# SE I and SE II in CA



## alpine (Jun 24, 2009)

Hi guys,

I am currently a PE and need to get my SE for Utah. I do not live or practice in California but I would like to keep my SE options open. I was told by a friend that an SE in other states is not recognized in CA, WA, IL. I looked and I see that those states require an SEIII exam in addtion to the SEI and SEII. Can I not take the SEI and SEII and then if I need to get licensed in CA or WA at some point take their SEIII? I am being told that CA or WA will not recognize the SEI and SEII if I pass them in another state and I would have to retake them in CA or WA. Aren't the SEI and SEII standardized no matter what the state? This just doesn't seem right that I would have to retake the SEI and SEII. I can't seem to find much on the CA website.
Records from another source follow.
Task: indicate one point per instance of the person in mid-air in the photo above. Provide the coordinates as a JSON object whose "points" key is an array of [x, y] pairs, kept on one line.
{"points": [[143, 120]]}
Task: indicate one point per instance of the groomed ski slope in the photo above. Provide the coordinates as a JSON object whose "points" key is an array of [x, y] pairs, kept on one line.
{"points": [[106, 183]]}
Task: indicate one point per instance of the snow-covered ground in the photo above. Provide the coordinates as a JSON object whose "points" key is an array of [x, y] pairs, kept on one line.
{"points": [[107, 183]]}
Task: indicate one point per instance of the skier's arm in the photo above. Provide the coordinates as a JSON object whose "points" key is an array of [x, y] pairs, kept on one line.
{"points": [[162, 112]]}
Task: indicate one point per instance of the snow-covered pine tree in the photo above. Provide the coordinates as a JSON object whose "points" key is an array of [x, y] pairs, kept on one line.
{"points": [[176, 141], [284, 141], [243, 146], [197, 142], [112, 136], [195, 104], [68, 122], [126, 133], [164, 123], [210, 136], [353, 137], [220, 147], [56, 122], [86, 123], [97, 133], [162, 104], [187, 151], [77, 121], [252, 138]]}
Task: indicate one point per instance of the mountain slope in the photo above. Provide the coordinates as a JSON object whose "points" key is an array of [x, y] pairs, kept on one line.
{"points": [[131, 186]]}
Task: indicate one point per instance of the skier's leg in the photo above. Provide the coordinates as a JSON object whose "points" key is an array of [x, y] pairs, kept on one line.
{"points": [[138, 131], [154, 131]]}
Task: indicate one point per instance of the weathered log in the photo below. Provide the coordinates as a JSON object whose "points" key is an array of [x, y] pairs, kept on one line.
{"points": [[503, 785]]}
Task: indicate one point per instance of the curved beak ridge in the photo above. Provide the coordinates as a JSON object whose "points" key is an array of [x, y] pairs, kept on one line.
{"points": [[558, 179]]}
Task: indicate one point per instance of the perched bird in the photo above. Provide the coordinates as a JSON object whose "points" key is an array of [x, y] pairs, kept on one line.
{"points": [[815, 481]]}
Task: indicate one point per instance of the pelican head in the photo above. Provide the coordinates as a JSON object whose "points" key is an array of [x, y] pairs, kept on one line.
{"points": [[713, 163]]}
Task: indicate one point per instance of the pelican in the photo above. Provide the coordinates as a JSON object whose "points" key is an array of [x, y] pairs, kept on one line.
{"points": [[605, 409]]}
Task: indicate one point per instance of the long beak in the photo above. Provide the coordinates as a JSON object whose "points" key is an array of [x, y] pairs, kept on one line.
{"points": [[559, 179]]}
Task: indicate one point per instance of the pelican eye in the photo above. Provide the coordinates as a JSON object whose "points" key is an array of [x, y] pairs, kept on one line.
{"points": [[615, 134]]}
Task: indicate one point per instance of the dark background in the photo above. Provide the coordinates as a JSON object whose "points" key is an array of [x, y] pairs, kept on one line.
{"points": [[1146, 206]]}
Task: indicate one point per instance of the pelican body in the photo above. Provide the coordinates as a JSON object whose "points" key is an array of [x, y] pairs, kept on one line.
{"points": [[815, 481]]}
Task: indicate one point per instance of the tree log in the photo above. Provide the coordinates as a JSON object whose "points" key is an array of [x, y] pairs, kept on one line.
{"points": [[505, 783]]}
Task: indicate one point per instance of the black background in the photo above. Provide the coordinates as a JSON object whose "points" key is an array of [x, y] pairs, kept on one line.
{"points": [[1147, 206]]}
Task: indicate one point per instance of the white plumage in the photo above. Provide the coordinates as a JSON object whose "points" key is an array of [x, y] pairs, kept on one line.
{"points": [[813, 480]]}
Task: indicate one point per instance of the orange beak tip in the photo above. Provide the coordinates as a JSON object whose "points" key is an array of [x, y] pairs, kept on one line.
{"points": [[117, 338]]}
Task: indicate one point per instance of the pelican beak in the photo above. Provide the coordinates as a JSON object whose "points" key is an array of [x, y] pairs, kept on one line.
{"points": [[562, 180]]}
Does any body know the facts on this?

Thanks in advance


----------



## McEngr (Jun 24, 2009)

alpine said:


> Hi guys,I am currently a PE and need to get my SE for Utah. I do not live or practice in California but I would like to keep my SE options open. I was told by a friend that an SE in other states is not recognized in CA, WA, IL. I looked and I see that those states require an SEIII exam in addtion to the SEI and SEII. Can I not take the SEI and SEII and then if I need to get licensed in CA or WA at some point take their SEIII? I am being told that CA or WA will not recognize the SEI and SEII if I pass them in another state and I would have to retake them in CA or WA. Aren't the SEI and SEII standardized no matter what the state? This just doesn't seem right that I would have to retake the SEI and SEII. I can't seem to find much on the CA website.
> 
> Does any body know the facts on this?
> 
> Thanks in advance


alpine,

The SE I is not recognized on the west coast. You would have to take the California Civil Engineering Exam, which is comprised of two days: the first day is the NCEES Civil PE. The second day is the California specific seismic and survey exam. You would have to attend this exam on that weekend in April/October and then take the California SE III after that. At least in Washington, you have to have your civil PE for at least two years before being eligible in their state. It's in their by-laws. I'm not sure exactly about California. Living in Oregon, I have the luxury of taking the SE II and III consecutively without the hangup of waiting. I started with studying for the SE I, but realized after moving to Oregon that it was obsolete to do so. I hope this helps.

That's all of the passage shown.